This was a cross-sectional study. The data collection occurred in all PHC units in the municipality of Jatai (Brazil) from July to December 2018. The sample size for this study was calculated considering the total elderly population (≥60 years old) in Jatai (n = 10,853), a prevalence of 50%, a margin of error of 5%, and a confidence level of 95%, similarly as described in previous studies [1,14]. Consequently, the estimated sample size consisted of 370 individuals. Finally, 10% was added to compensate for possible missing information in the questionnaires. Therefore, the final sample size calculation comprised 407 older adults. Each participating PHC unit included the same number of individuals [15].
Regarding the eligibility criteria, we included adults aged 60 years or older. In addition, exclusion criteria consisted of being assisted in PHC for less than 12 months, residing in the rural area and having cognitive impairment [defined as a score ≤5 in the 10-point cognitive screener (10-CS)]. These exclusion criteria were chosen because we considered it is important to have been adequately assisted at a PHC center for a certain period of time to assure the collection of reliable information; significant cognitive impairment causes problems on self-reported data; and rural and urban areas have different characteristics, and approximately 85% of elderly adults live in urban areas [16–18].
Patients received information about this study, and the ones who agreed to participate and met the eligibility criteria signed the informed consent form.
Trained researchers contacted the patients while they were waiting for medical consultation, vaccination, wound care, or other health services in the PHC unit [1,14]. Interviews were carried out in a standardized manner using a questionnaire based on previous elderly cohorts [19,20]. Regarding sociodemographic data, we collected information on age, sex, level of schooling (years of formal education), ethnicity (white, black, and others), and living arrangements (living alone or not). Regarding the health history, we collected information on self-reported hypertension, depression, and number of medications. In addition, cognitive impairment was evaluated by the 10-CS, a validated tool for Brazilian older adults [21].
Health vulnerability was measured using the VES–13 version that was validated to Brazilian Portuguese [2,22]. The VES–13 has 13 items with specific scores: age (1 point for 75–84 years old; 3 points for ≥85 years old), self-rated health status evaluation (1 point for bad or regular), physical activity limitations [1 point for too much difficulty (or unable) in performing each item, with a maximum score of 2 points. The items were bending, crouching or kneeling; lifting or carrying objects weighing approximately 5 kilograms; raising or extending arms above shoulder level; handling and holding small objects; walking 400 meters; doing heavy house work such as scrubbing floors or cleaning windows], limitations for basic and instrumental activities of daily life (4 point for difficulty in performing one or more item, with a maximum score of 4 points. The items were buying personal items; dealing with money; walking through the room; performing light housework; taking a shower or bath). Consequently, the possible VES–13 scores vary from 0 to 10, with higher scores associated with more health vulnerability. Older adults with scores of 3 or more are classically classified as vulnerable [6]. However, we used the VES–13 as a continuous variable (from 0 to 10) in this study.

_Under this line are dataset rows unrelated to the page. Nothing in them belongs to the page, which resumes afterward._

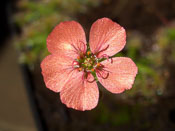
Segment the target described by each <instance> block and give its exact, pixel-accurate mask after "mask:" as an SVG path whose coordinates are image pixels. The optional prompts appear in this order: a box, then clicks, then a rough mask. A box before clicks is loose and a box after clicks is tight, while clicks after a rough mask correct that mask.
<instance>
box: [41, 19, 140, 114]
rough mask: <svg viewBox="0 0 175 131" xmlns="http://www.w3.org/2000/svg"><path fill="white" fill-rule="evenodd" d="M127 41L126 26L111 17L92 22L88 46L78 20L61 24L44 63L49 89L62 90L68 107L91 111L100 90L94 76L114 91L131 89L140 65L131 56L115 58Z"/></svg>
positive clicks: (82, 31) (43, 63) (45, 81)
mask: <svg viewBox="0 0 175 131" xmlns="http://www.w3.org/2000/svg"><path fill="white" fill-rule="evenodd" d="M125 43H126V32H125V29H124V28H123V27H121V26H120V25H119V24H117V23H115V22H113V21H112V20H110V19H108V18H102V19H98V20H97V21H96V22H94V23H93V25H92V27H91V30H90V38H89V49H88V47H87V42H86V37H85V33H84V30H83V28H82V26H81V25H80V24H79V23H77V22H75V21H68V22H62V23H60V24H59V25H58V26H56V27H55V28H54V29H53V31H52V32H51V34H50V35H49V36H48V38H47V48H48V51H49V52H50V53H51V55H49V56H47V57H46V58H45V59H44V60H43V61H42V63H41V69H42V75H43V77H44V81H45V84H46V86H47V88H49V89H51V90H52V91H54V92H60V98H61V101H62V103H64V104H66V106H67V107H69V108H73V109H76V110H81V111H84V110H91V109H93V108H95V107H96V105H97V103H98V99H99V90H98V86H97V83H96V79H95V78H98V81H99V82H100V83H101V84H102V85H103V86H104V87H105V88H106V89H107V90H108V91H110V92H112V93H121V92H123V91H124V90H127V89H130V88H131V87H132V84H133V83H134V79H135V76H136V74H137V70H138V69H137V66H136V65H135V63H134V62H133V61H132V60H131V59H130V58H126V57H113V58H112V56H113V55H115V54H116V53H117V52H119V51H121V50H122V49H123V48H124V46H125ZM93 74H96V77H94V75H93Z"/></svg>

The estimated limited life expectancy in 10 years was based on Suemoto index. This index predicts the mortality risk in 10 years for community-dwelling older adults. It uses information on age, sex, self-reported diabetes, heart disease, lung disease, cancer, smoking status, alcohol use, body mass index, physical activity, difficulty with bathing or showering, difficulty with walking several blocks, today’s date correctly reported, and self-reported health status [4]. This index reports a predicted mortality in 10 years that varies from 0 to 100%, based on the effect size of each of these variables and mortality in the test cohort. We used the online calculator for the Suemoto index available at e-prognosis (https://eprognosis.ucsf.edu/suemoto.php). We considered that LLE was present when the predicted 10-year mortality risk was 50% or more. The cutoff of 50% were previously used in another study related to cancer screening in older adults [12].
The Statistical analysis was performed. The numerical variables were presented as mean and standard deviations (SD), while categorical variables were expressed as absolute numbers and percentages. The dependent variable was LLE (predicted mortality risk ≥50% calculated by the Suemoto index). The independent variable was the VES–13 score (continuous variable). Missing data for these variables were not imputed. We compared participants according to the presence of LLE using chi-square test for categorical variables and unpaired t-test or Mann-Whitney test for numerical ones. To test the association between limited life expectancy and health vulnerability measured by the VES–13, we used logistic regression analysis adjusted for age, sex, ethnicity, and education. We calculated the area under the Receiver Operating Characteristic (AUROC) curve to determine the discrimination of the VES–13 in identifying individuals with LLE. Additionally, we determined the best VES–13 cutoff with the best accuracy to identify these individuals using the Youden index [23]. We used the Stata 15 software (College Station, TX: StataCorp LLC) for the statistical analysis. The alpha level was set at the 5% level.